Counter-intuitive 10:1 Self-distillation/Expert ratio: This suggests that "distribution stability" might be more important than "demonstration quality" in distilling reasoning data.

Limitations & Future Work¶

Reliance on simulator coverage: SDF data relies on specific liquid simulations; the method may struggle with phenomena difficult to simulate (complex multi-phase coupling, rigid-soft mixtures).
Primary focus on continua/fluids: While transfer to cloth, sand, and smoke was shown, robustness for discrete physical state changes (rigid body collisions, articulated objects) remains untested.
SDF as a 2D projection: Projecting velocity into 2D loses depth/3D info, which might be insufficient in scenarios with heavy occlusion or multi-view requirements.
Synthetic bias in evaluation: While real-world web videos were included for testing, training is entirely simulation-based, leaving room for further sim-to-real robustness validation.

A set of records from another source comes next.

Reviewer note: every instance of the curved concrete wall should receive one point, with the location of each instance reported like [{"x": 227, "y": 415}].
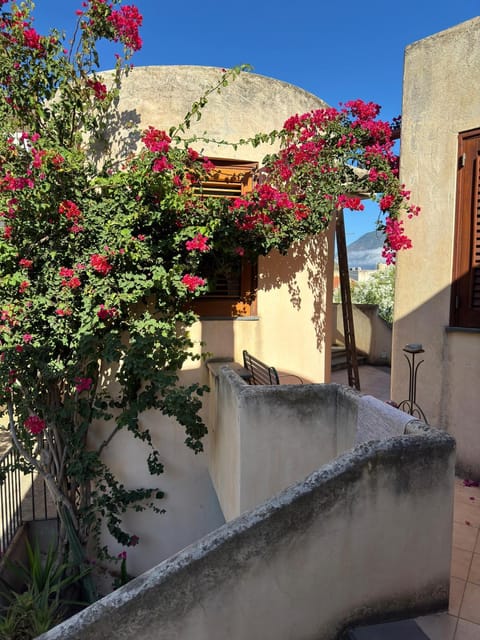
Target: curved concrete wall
[
  {"x": 161, "y": 96},
  {"x": 365, "y": 537},
  {"x": 292, "y": 298}
]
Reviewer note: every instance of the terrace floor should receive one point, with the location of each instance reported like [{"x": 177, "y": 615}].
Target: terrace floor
[{"x": 462, "y": 621}]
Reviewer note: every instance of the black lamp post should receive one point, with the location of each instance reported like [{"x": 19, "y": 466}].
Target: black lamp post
[{"x": 410, "y": 406}]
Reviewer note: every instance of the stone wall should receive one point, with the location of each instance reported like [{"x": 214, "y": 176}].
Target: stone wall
[
  {"x": 440, "y": 100},
  {"x": 367, "y": 536}
]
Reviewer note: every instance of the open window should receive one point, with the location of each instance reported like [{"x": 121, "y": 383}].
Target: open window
[
  {"x": 465, "y": 305},
  {"x": 232, "y": 287}
]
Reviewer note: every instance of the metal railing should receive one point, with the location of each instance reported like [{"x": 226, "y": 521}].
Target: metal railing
[
  {"x": 10, "y": 499},
  {"x": 23, "y": 498}
]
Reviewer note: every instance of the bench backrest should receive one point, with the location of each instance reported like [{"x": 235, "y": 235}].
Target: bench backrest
[{"x": 261, "y": 373}]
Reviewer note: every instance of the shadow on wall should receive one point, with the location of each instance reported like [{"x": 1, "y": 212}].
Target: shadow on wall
[
  {"x": 306, "y": 272},
  {"x": 373, "y": 336},
  {"x": 447, "y": 380},
  {"x": 264, "y": 574}
]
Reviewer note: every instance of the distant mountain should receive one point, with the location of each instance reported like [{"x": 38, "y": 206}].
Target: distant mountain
[{"x": 366, "y": 251}]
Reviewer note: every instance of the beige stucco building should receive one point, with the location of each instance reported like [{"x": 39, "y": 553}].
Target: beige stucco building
[
  {"x": 437, "y": 281},
  {"x": 286, "y": 326}
]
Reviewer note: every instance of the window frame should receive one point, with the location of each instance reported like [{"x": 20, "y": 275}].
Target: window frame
[{"x": 231, "y": 178}]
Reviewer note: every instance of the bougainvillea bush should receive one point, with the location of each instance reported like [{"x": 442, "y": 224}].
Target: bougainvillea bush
[{"x": 100, "y": 255}]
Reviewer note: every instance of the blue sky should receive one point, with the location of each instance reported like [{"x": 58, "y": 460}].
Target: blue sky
[{"x": 337, "y": 50}]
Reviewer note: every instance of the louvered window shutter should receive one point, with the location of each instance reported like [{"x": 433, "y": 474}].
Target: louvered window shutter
[
  {"x": 466, "y": 273},
  {"x": 231, "y": 292}
]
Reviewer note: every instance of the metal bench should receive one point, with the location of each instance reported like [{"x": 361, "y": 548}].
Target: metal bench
[{"x": 260, "y": 373}]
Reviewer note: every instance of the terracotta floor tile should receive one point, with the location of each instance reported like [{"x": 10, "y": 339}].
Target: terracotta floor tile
[
  {"x": 438, "y": 626},
  {"x": 461, "y": 561},
  {"x": 466, "y": 631},
  {"x": 474, "y": 574},
  {"x": 466, "y": 512},
  {"x": 470, "y": 608},
  {"x": 457, "y": 588},
  {"x": 464, "y": 536}
]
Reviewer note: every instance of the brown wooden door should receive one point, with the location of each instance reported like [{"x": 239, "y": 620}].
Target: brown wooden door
[{"x": 466, "y": 268}]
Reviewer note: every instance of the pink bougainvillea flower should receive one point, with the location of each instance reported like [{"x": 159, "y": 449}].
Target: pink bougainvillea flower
[
  {"x": 386, "y": 202},
  {"x": 99, "y": 89},
  {"x": 63, "y": 312},
  {"x": 100, "y": 264},
  {"x": 32, "y": 39},
  {"x": 72, "y": 283},
  {"x": 192, "y": 282},
  {"x": 83, "y": 384},
  {"x": 69, "y": 209},
  {"x": 126, "y": 21},
  {"x": 349, "y": 202},
  {"x": 155, "y": 140},
  {"x": 198, "y": 243},
  {"x": 105, "y": 313},
  {"x": 34, "y": 424},
  {"x": 161, "y": 164},
  {"x": 65, "y": 272},
  {"x": 23, "y": 286}
]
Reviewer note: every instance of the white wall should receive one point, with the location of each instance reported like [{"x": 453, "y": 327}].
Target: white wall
[
  {"x": 440, "y": 100},
  {"x": 367, "y": 536}
]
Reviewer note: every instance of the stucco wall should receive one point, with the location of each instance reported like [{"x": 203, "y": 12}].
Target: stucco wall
[
  {"x": 161, "y": 96},
  {"x": 291, "y": 301},
  {"x": 440, "y": 100},
  {"x": 365, "y": 537}
]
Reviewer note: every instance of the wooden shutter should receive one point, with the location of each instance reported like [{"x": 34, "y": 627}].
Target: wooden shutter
[
  {"x": 466, "y": 273},
  {"x": 232, "y": 293}
]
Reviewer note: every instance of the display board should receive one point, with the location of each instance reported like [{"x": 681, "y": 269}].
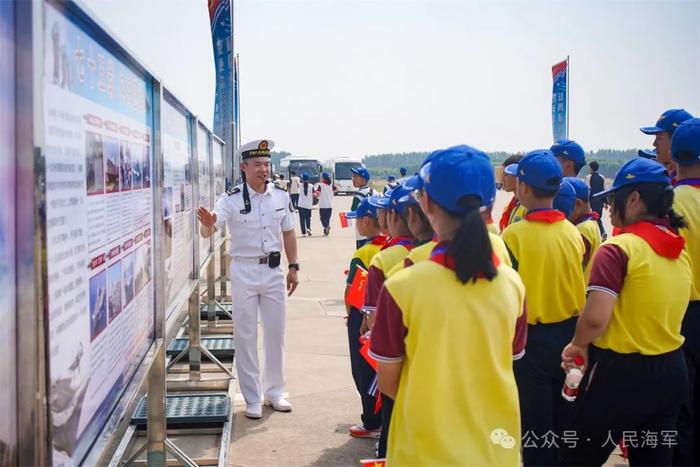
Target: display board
[
  {"x": 204, "y": 181},
  {"x": 219, "y": 178},
  {"x": 99, "y": 228},
  {"x": 178, "y": 215},
  {"x": 8, "y": 375}
]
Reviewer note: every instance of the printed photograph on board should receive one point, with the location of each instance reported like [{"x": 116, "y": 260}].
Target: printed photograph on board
[
  {"x": 114, "y": 289},
  {"x": 111, "y": 151},
  {"x": 98, "y": 304},
  {"x": 94, "y": 164}
]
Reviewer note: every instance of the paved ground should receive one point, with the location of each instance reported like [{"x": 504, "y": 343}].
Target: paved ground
[{"x": 318, "y": 371}]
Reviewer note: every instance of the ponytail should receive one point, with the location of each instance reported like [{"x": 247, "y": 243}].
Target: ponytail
[
  {"x": 658, "y": 199},
  {"x": 471, "y": 246}
]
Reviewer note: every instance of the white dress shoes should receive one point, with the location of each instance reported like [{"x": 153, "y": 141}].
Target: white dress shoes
[
  {"x": 253, "y": 411},
  {"x": 280, "y": 405}
]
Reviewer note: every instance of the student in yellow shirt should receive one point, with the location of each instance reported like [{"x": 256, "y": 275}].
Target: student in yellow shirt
[
  {"x": 547, "y": 251},
  {"x": 445, "y": 332},
  {"x": 514, "y": 211},
  {"x": 685, "y": 152},
  {"x": 362, "y": 373},
  {"x": 629, "y": 333},
  {"x": 586, "y": 221}
]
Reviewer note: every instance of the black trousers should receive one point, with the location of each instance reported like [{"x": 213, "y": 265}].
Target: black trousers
[
  {"x": 688, "y": 450},
  {"x": 362, "y": 373},
  {"x": 540, "y": 380},
  {"x": 304, "y": 219},
  {"x": 325, "y": 216},
  {"x": 630, "y": 397},
  {"x": 387, "y": 407}
]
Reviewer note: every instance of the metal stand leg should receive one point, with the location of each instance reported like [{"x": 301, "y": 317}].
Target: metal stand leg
[{"x": 156, "y": 409}]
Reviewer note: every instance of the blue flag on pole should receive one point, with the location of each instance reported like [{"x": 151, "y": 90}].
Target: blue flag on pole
[
  {"x": 560, "y": 100},
  {"x": 222, "y": 40}
]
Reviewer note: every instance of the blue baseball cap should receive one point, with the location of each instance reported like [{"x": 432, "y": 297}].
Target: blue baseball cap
[
  {"x": 361, "y": 171},
  {"x": 565, "y": 199},
  {"x": 400, "y": 198},
  {"x": 379, "y": 201},
  {"x": 685, "y": 144},
  {"x": 638, "y": 170},
  {"x": 540, "y": 169},
  {"x": 511, "y": 169},
  {"x": 569, "y": 149},
  {"x": 457, "y": 172},
  {"x": 364, "y": 209},
  {"x": 668, "y": 121},
  {"x": 647, "y": 153}
]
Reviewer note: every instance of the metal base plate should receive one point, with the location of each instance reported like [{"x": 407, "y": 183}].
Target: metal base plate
[
  {"x": 204, "y": 310},
  {"x": 188, "y": 409},
  {"x": 220, "y": 347}
]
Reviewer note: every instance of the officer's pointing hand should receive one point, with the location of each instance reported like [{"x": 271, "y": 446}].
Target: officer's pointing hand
[
  {"x": 292, "y": 281},
  {"x": 208, "y": 219}
]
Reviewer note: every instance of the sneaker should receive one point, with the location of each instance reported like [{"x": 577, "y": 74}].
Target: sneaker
[
  {"x": 359, "y": 431},
  {"x": 280, "y": 405},
  {"x": 253, "y": 411}
]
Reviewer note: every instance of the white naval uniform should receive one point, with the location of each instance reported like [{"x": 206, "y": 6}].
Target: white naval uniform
[{"x": 256, "y": 287}]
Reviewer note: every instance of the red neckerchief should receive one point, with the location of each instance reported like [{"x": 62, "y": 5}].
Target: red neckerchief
[
  {"x": 587, "y": 217},
  {"x": 441, "y": 256},
  {"x": 406, "y": 242},
  {"x": 660, "y": 238},
  {"x": 503, "y": 223},
  {"x": 694, "y": 182},
  {"x": 545, "y": 215},
  {"x": 378, "y": 240}
]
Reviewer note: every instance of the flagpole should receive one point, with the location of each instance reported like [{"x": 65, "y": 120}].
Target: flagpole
[
  {"x": 568, "y": 92},
  {"x": 235, "y": 166}
]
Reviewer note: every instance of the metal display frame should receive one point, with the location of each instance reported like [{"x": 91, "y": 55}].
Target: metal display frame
[{"x": 34, "y": 437}]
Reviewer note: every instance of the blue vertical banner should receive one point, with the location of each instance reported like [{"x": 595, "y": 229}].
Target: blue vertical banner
[
  {"x": 222, "y": 41},
  {"x": 560, "y": 100}
]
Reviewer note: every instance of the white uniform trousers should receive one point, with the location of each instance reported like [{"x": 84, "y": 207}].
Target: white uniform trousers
[{"x": 257, "y": 287}]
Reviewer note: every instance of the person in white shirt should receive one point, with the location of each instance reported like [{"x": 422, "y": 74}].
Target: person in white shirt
[
  {"x": 306, "y": 202},
  {"x": 325, "y": 191},
  {"x": 260, "y": 219},
  {"x": 360, "y": 180},
  {"x": 294, "y": 183}
]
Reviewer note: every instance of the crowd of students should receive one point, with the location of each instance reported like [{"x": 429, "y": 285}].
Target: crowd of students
[{"x": 462, "y": 344}]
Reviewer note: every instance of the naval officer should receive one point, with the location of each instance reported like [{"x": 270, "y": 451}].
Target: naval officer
[{"x": 260, "y": 218}]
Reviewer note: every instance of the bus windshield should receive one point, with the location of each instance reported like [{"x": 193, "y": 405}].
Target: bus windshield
[
  {"x": 342, "y": 170},
  {"x": 309, "y": 166}
]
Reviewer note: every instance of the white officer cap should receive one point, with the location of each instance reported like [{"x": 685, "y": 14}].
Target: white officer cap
[{"x": 257, "y": 148}]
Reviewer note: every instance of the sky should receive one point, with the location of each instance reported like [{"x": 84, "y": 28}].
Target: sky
[{"x": 330, "y": 78}]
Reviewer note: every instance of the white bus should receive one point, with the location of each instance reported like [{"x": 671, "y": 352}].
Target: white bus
[
  {"x": 342, "y": 176},
  {"x": 301, "y": 165}
]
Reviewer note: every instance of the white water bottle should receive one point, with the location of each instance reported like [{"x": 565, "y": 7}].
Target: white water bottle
[{"x": 572, "y": 380}]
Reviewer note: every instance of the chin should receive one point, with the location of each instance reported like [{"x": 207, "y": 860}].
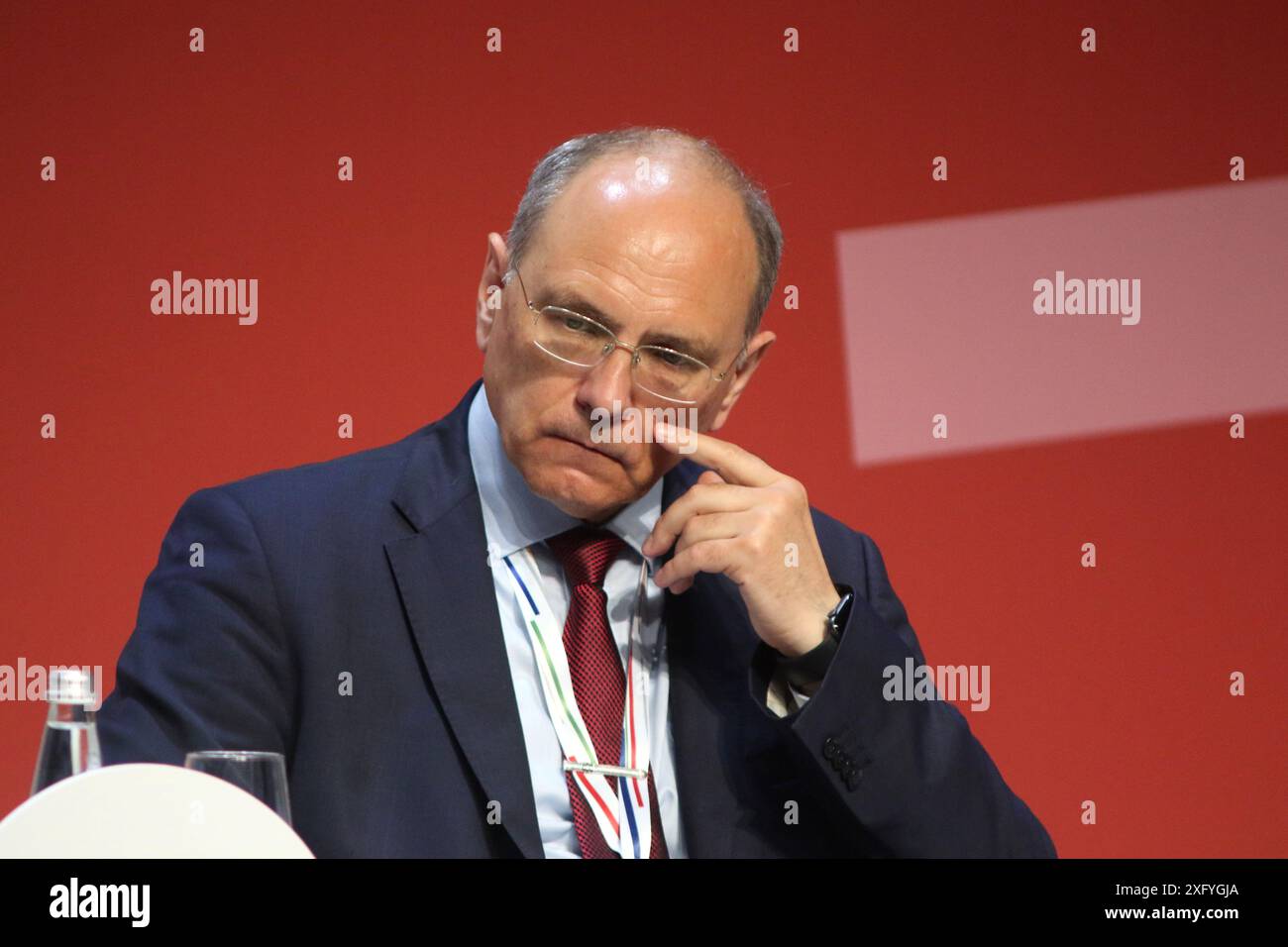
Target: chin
[{"x": 578, "y": 491}]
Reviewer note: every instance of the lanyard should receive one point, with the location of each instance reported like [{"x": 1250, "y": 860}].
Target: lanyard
[{"x": 622, "y": 817}]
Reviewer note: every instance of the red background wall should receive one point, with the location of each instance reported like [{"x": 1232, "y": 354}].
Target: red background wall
[{"x": 1109, "y": 684}]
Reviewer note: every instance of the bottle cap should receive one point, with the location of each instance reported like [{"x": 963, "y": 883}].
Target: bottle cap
[{"x": 71, "y": 685}]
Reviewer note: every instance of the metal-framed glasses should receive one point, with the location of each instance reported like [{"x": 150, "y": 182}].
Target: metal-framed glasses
[{"x": 583, "y": 342}]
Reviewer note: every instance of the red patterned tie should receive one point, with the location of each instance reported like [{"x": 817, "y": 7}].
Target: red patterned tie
[{"x": 597, "y": 680}]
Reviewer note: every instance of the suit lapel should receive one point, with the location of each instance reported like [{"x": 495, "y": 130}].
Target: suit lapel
[{"x": 446, "y": 587}]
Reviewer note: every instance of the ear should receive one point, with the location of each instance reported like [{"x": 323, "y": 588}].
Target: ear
[
  {"x": 742, "y": 373},
  {"x": 494, "y": 264}
]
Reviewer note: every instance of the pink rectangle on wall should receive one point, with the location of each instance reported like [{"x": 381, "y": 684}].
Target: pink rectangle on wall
[{"x": 939, "y": 320}]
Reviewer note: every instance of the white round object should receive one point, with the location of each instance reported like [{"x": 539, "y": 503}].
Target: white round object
[{"x": 147, "y": 810}]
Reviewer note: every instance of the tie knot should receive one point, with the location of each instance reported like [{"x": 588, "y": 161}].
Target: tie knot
[{"x": 585, "y": 553}]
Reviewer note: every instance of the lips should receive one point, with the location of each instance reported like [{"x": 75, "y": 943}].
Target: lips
[{"x": 593, "y": 447}]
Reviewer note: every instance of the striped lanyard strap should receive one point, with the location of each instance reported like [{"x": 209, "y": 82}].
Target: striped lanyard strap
[{"x": 622, "y": 817}]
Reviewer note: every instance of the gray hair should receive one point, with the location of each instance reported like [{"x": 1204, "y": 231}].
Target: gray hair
[{"x": 559, "y": 165}]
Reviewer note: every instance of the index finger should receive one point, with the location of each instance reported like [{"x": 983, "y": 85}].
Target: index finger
[{"x": 734, "y": 464}]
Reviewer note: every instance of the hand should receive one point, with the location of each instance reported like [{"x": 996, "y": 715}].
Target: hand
[{"x": 738, "y": 519}]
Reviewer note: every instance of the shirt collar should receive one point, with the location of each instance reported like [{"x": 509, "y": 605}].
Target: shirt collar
[{"x": 514, "y": 517}]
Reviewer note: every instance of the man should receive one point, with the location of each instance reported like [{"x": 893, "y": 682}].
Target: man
[{"x": 507, "y": 634}]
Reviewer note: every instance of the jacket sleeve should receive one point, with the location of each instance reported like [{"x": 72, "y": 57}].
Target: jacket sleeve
[
  {"x": 909, "y": 771},
  {"x": 206, "y": 667}
]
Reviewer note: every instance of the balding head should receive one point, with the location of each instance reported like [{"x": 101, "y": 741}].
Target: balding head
[{"x": 656, "y": 245}]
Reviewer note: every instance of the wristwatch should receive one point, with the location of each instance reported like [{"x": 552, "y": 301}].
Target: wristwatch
[{"x": 810, "y": 667}]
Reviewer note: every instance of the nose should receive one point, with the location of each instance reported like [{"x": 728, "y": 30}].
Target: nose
[{"x": 606, "y": 381}]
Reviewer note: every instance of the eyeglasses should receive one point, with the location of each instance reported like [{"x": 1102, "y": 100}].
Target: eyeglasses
[{"x": 580, "y": 341}]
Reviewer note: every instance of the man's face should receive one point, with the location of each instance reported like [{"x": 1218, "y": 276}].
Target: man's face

vs. ContPhy / PhysBench: These focus on high-level reasoning with entangled capabilities. This paper uses decoupled low-level NFS/TCV tasks to isolate physical perception failures.
vs. V-JEPA (Garrido et al. 2025): V-JEPA relies on self-supervised pre-training for "emergent" intuitive physics. This paper supplements MLLMs with explicit visual prompts from simulators at a lower cost.
vs. GNN / Symbolic Physics Engines: Those methods focus on multi-step logical deduction or state-vector prediction. This paper targets the missing "foundational perception" by injecting visual dynamic cues directly into base models.

Rating¶

Novelty: ⭐⭐⭐⭐ Visual prompts for simulator distillation and the decoupled diagnostic perspective are fresh.
Experimental Thoroughness: ⭐⭐⭐⭐ Covers zero-shot diagnosis, scaling analysis, SDF enhancement, and cross-domain transfer with confidence intervals.
Writing Quality: ⭐⭐⭐⭐ Theory and motivation are clear; however, some key figures require careful reading to extract specific values.
Value: ⭐⭐⭐⭐ Identifies a critical gap in MLLM intuitive physics and provides a scalable, low-cost enhancement path.